Four short links: 9 October 2012

ID-based Democracy, Web Documentation, American Telco Gouging, and Stats Cookbook

  1. Finland Crowdsourcing New Laws (GigaOm) — online referenda. The Finnish government enabled something called a “citizens’ initiative”, through which registered voters can come up with new laws – if they can get 50,000 of their fellow citizens to back them up within six months, then the Eduskunta (the Finnish parliament) is forced to vote on the proposal. Now this crowdsourced law-making system is about to go online through a platform called the Open Ministry. Petitions and online voting are notoriously prone to fraud, so it will be interesting to see how well the online identity system behind this holds up.

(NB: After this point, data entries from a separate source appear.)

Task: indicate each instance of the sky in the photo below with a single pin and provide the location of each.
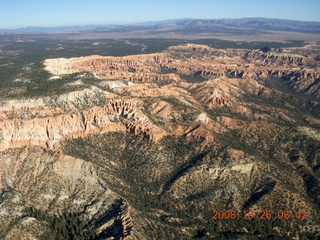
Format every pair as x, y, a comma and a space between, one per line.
51, 13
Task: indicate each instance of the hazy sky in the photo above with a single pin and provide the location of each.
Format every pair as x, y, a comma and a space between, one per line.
47, 13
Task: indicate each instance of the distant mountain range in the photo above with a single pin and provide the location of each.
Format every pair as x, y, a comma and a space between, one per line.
244, 26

  2. WebPlatform — wiki of information about developing for the open web. Joint production of many of the $BIGCOs of the web and the W3C, so will be interesting to see, as it develops, whether it has the best aspects of each or the worst.
  3. Why Your Phone, Cable, Internet Bills Cost So Much (Yahoo) — “The companies essentially have a business model that is antithetical to economic growth,” he says. “Profits go up if they can provide slow Internet at super high prices.” Excellent piece!
  4. Probability and Statistics Cookbook (Matthias Vallentin) — The cookbook contains a succinct representation of various topics in probability theory and statistics. It provides a comprehensive reference reduced to the mathematical essence, rather than aiming for elaborate explanations. CC-BY-NC-SA licensed, LaTeX source on github.